Und dann gibt es da noch „grasgrau digital", des Unternehmers Lieblingsgeschäftsfeld. Dort wird alles eingeordnet, was sich digital herstellen lässt, besonders Mähroboter und Bewässerungsanlagen. Für Letztere baut der Unternehmer eigene Steuerungen zusammen, die aus einem Einplatinecomputer und aufgesetzten Relais bestehen. „Der Hauptgrund für mich war, dass ich einfach keine Lust mehr hatte, zum Kunden zu fahren, weil wieder irgendwer diese Taschenrechnerplatine nicht verstanden hat", schmunzelt Ahmad. Und der wesentliche Vorteil sei zudem, dass der Kunde es auf dem Handy hat. „Das wollen sie alle. Weil sie dann auf der Party draufdrücken können", fügt er grinsend an. Da sei noch viel Potenzial für weitere Entwicklungen.

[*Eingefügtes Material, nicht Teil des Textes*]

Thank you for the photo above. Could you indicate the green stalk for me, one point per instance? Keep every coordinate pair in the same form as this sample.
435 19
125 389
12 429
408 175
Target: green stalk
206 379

Am Ende zählt die Lebensqualität
„Ich mach das ja nicht, weil ich Millionär werden will. Dazu ist das wahrscheinlich die falsche Branche", resümiert Ahmad. „Ich mache das, weil das meine Leidenschaft ist und mir Spaß macht." Und den sollen auch die Mitarbeiter haben. „Ich will nicht, dass die hier ständig Überstunden schrubben –das ist was ganz Wichtiges", findet Ahmad, der auch selbst für sich in Anspruch nimmt, ausreichend Zeit für die Familie zu haben. Noch ein Grund dafür, sich eher auf die Pflege zu konzentrieren und den Bereich Bau nicht mehr wachsen zu lassen.
grasgrau soll eine Familie sein, in der Platz für Menschen mit schräger Großstadtvita ist und die Ahmad sich so eingerichtet hat, wie sie seiner Philosophie entspricht: metropol, weltoffen, digital und emotional.